At that time, I didn’t have an end date for my current job. I have been blessed to have my hard work during a difficult transition be rewarded by my current employer with support and patience. I now have an end date, one that is still incredibly generous, not in the least because they know I am actively looking. On some level, I knew even before I discussed an explicit end date that it would come, that it would be soon. Realizing I had worked through several weeks with no other prospects to show for it definitely lit a fire under me.

I may have over compensated. I usually am skittish about working with recruiters or staffing firms. In my experience, they don’t save time and often focus on opportunities very different from the ones I find most rewarding. Despite my prior experience, I didn’t feel like I could afford to leave anything unexplored. After I applied to all the obvious good fits, I kept on applying, to the consulting and contracting jobs I know I could do but that I would not enjoy anywhere near as much.

That is how I ended up, today, at a staffing firm talking to an account manager.

Up to this point, I had convinced myself I could and would pursue this all the way through. Part of me added, “if I had to,” to that last sentence while the rest of me, prior to today, worked hard to ignore that contingency. This account manager called me on it.

He grilled me about the usual stuff. Had I used this technology and where. What about this tool.

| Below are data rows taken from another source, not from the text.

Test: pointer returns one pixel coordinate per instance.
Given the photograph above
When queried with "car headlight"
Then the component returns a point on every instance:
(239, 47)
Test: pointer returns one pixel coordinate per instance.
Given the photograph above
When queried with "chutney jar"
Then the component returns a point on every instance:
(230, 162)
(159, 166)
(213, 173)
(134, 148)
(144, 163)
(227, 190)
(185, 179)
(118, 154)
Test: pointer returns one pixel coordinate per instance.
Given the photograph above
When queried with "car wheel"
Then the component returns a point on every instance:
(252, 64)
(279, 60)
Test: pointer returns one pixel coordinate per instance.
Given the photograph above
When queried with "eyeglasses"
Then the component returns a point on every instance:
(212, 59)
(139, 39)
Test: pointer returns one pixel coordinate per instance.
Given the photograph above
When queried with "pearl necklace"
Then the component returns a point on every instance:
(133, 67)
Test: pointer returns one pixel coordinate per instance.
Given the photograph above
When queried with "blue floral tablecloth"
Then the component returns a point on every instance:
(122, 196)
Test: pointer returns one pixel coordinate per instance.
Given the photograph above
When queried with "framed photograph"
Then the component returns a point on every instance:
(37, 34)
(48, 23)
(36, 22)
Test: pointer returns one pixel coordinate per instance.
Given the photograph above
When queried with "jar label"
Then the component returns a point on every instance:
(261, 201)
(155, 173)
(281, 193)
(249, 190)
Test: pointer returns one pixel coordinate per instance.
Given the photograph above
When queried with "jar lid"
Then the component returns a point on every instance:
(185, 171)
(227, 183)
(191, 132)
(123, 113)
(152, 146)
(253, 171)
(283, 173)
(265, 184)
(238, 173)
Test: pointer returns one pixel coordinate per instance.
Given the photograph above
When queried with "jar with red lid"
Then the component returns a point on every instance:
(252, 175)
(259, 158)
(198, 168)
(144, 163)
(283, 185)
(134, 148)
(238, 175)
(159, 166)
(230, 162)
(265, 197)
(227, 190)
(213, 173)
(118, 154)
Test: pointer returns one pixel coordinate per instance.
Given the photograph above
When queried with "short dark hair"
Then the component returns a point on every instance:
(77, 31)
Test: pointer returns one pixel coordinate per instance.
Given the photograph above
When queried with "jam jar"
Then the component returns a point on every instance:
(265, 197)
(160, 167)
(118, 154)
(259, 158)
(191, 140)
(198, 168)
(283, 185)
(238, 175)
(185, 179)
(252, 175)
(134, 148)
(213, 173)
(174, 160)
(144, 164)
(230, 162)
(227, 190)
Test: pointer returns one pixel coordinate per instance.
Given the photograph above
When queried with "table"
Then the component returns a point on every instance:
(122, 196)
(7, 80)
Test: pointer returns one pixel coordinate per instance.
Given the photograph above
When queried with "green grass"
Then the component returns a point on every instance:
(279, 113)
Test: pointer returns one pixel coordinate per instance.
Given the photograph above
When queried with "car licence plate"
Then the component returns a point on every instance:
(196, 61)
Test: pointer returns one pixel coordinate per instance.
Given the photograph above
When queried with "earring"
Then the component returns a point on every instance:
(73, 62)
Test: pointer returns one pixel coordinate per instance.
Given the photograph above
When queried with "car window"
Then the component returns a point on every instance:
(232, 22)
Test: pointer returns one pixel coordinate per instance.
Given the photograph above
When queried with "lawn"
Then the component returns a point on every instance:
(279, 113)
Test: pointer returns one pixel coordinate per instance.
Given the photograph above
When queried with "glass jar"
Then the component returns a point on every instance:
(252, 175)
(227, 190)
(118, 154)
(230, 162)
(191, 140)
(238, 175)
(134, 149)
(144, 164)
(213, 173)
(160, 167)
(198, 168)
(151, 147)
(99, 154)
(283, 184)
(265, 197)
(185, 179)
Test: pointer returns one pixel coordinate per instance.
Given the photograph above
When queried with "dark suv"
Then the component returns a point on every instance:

How had I approached this challenge, solved another problem. At some point, he stopped. He looked at me and asked me frankly if I felt I would be happy at this job he was pitching. He went so far as to explain that his reason for asking is that he suspected I wouldn’t be. At the risk of his commission, he didn’t think that made sense in the long run.

For a moment, I prevaricated. I doubt he even noticed, the moment was so fleeting. I admitted he was right. I admitted it as much to myself as to him. Giving up on an opportunity, even one I knew wasn’t right, didn’t feel great. But the notion of stringing it along only to say, “no,” when a better offer came along didn’t feel any better.

At that moment, I realized that this entire  job search really was different. In the past, I have always at least tried to focus on what I really want to be doing. I haven’t always succeeded. I don’t think I was making as intentional choices as I could have, rolling with what came my way and rationalizing it after the fact. My engagement and especially my learning from those experiences were thin at best.

For this search, the stakes haven’t really changed. I still need a job, ideally before the end of this year. What has changed is my openness to being honest with myself. I am far more willing to learn from every single experience along the way this time around. Maybe opening up will improve my prospects, maybe it won’t. I am pretty sure I will find the rest of my search far more rewarding by admitting that I am both searching for a job, for a career next step, and at the same time, searching for myself.